Farmers in England learned last week that Defra is planning to offer them the chance to take a lump sum exit payment in 2022 instead of collecting their remaining Basic Payment Scheme (BPS) support annually as it is phased out by 2028.
The government’s objective is to accelerate the pace at which farmers who are unwilling or unable to transition to the Environmental Land Management scheme – which will replace BPS – make way for other farmers who are.
Crucial details of how exit payments will work remain unclear as Defra is planning to consult with industry on the offer in the new year, including precisely who will be eligible and how they will calculate what sum to pay.
See also: Defra unveils roadmap to ELM scheme
However, farmers now know enough to begin planning for a shakeup in 2022, said Vivienne Williams, a partner and head of the agriculture team at law firm Michelmores.
- This only applies to farm businesses in England. Other nations have signalled they intend to phase out area payments over a longer period.
- Defra will consult on the details of the scheme next year and it is scheduled to open for applicants in 2022.
- Defra secretary George Eustice said farmers will have to exit the industry to be eligible.
- Precise details of how the payment will be calculated and the tax implications are not yet known.

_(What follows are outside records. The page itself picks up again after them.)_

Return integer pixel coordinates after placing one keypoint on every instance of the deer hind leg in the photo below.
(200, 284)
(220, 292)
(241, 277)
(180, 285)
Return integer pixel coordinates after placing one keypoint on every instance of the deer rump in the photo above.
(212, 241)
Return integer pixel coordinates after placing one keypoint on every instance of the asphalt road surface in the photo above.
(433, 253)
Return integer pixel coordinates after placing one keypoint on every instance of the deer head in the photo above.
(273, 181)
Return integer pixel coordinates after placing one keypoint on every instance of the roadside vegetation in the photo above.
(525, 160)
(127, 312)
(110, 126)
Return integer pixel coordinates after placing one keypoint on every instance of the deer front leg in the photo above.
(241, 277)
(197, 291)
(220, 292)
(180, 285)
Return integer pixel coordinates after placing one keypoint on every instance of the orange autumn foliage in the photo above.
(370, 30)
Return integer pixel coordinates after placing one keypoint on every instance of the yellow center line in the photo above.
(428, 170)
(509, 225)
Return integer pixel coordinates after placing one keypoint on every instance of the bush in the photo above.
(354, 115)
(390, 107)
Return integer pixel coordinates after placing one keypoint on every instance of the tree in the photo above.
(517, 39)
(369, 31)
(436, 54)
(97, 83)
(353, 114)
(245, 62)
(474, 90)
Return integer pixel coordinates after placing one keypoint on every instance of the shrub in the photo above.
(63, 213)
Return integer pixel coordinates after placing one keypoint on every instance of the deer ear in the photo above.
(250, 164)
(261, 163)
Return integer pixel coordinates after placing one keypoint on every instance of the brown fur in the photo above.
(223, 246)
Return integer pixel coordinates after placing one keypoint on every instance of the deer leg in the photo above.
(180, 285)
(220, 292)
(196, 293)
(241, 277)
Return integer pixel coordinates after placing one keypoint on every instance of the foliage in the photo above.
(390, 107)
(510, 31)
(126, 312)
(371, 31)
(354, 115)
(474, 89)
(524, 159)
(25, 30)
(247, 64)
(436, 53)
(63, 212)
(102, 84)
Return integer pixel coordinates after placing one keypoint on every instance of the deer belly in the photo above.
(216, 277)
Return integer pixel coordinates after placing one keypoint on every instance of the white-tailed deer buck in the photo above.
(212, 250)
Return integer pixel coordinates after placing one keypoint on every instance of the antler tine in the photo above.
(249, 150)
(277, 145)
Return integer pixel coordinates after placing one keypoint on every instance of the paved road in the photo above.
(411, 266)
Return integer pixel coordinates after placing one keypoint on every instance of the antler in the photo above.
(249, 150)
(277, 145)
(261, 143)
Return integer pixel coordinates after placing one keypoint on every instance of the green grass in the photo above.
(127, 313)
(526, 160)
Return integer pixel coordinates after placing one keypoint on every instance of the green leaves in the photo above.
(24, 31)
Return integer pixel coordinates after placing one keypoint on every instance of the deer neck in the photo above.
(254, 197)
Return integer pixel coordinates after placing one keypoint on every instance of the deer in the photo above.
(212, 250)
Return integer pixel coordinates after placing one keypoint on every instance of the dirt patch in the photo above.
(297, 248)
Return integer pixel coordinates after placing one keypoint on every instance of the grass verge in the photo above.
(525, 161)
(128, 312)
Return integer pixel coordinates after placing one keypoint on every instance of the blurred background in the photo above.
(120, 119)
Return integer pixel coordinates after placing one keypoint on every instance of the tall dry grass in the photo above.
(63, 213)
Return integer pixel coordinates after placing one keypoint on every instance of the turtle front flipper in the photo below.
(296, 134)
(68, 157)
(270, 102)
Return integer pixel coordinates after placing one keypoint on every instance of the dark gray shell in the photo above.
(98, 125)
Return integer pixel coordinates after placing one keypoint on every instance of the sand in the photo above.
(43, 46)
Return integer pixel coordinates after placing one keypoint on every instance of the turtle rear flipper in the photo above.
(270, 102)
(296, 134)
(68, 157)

- Anticipation of the scheme is likely to lead to an increase in demand for naked acre letting.
Leaving the industry
It is now clear that the applicant who receives the payment will have to leave the industry in some form to be eligible for it, she said, and this means accelerating succession planning to be ready.
This may mean a tenant departing a property, or a landowner selling up or handing over their property to the next generation.
“For the retiring applicant, the key to achieving the objective will be to allow enough time to plan,” she said.
“If land needs to be surrendered, let, sold or transferred, that will take time and will need to be dovetailed with the timetable for the exit scheme.
“It will require more than simply the co-operation of the retiring farmer.”
Questions as yet remain unanswered about how farmers operating through limited companies, partnerships and other business structures will demonstrate they have left the industry.
If the payment is currently made to the business, rather than an individual, it is not clear whether all shareholders will have to leave.
If a business is genuinely going to be wound up, such a big change should not be looked at solely through the lens of an exit scheme, Ms Williams advised.
An applicant should be considering this scheme as one part of wider retirement, and tax planning and careful consideration should also be given to disposing of all of the business assets.
Delay to change
With at least 13 months until the scheme is set to open for applicants, business owners who had been planning to sell up in the next year are likely to put their plans on hold, said Hugh Townsend, head of rural advice and entitlements trading firm Townsend Chartered Surveyors.
Depending on the eventual rules of the scheme, it is likely to lead to some creative thinking for businesses who want to access the funding with the minimum of change, he said.
For example, it is not yet clear if a business would be permitted to exchange its entitlements for the lump sum and then buy fresh entitlements to continue to claim in the subsequent years.
Some businesses may contemplate naked acre letting, where a business with excess entitlements lends them to another business with more land than they have entitlements for.
“Since 2015, there has been really no naked acre letting until last year,” said Mr Townsend.
“It suddenly took off because the market has always been sensitive as to what the government is taking about,” he said, referring to early government pronouncements that it was contemplating a scheme that rolled up payments into a single year.
A naked acre is currently trading at £65/acre, up from £60/acre last year, and he is forecasting a further rise in demand.
The regular market in entitlements for non-severely disadvantaged area land is also expected to be strong after closing at a peak of £200/ha in May, when the trading window ceased.
Trade across the whole of the season averaged £119/ha, a rise of 7% on the previous year, he said.